On the Akure-Ado road, Ayeni explains the effect of the road on all sundry, "If, as a driver, you don't drive slowly, your absorber will be destroyed and your two rare tires will burst."
He continues, "It is affecting both the indigenes and the visitors. When a stranger is going to Ado now, he may begin to wonder if he is going to a state capital. If an indigene of Ekiti hears him say that, obviously he will feel shy about it."
Ayeni narrated that some private car owners who work in Ekiti state but live in Akure park their vehicles in the Ado motor park while they take up commercial cars to Ado-Ekiti. He pointed out that a countless number of accidents have happened on the road.
He recalled, "Just last week, a vehicle was trying to dodge a gallop and in the course of that it hit another oncoming vehicle. It was a fatal collision but thank God no life was lost. It was this same road. Many are the accidents that we can't even count them."
Another driver on the route, Adewale Julius, bemoans the terrible state of the road as the festive period is fast approaching.

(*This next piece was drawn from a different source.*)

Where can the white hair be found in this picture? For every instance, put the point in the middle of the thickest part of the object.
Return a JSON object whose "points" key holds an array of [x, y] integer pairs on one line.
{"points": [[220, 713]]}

"It is terrible. Our vehicles get spoilt every day. Our tires burst. Hold up all the time. There are potholes on the road. The students are not left behind as well as the civil servants because taxi drivers don't want to come to this axis. Julius pleaded with the state and federal governments to do something about the road.
When contacted on phone, a media aide to Sen. Tayo Alasoadura blamed a failed portion of the road on the activities of men working in the abattoir.
"They should talk to people killing cows at the abattoir. They are the ones causing the problem. The water coming from the abattoir moves straight to the road."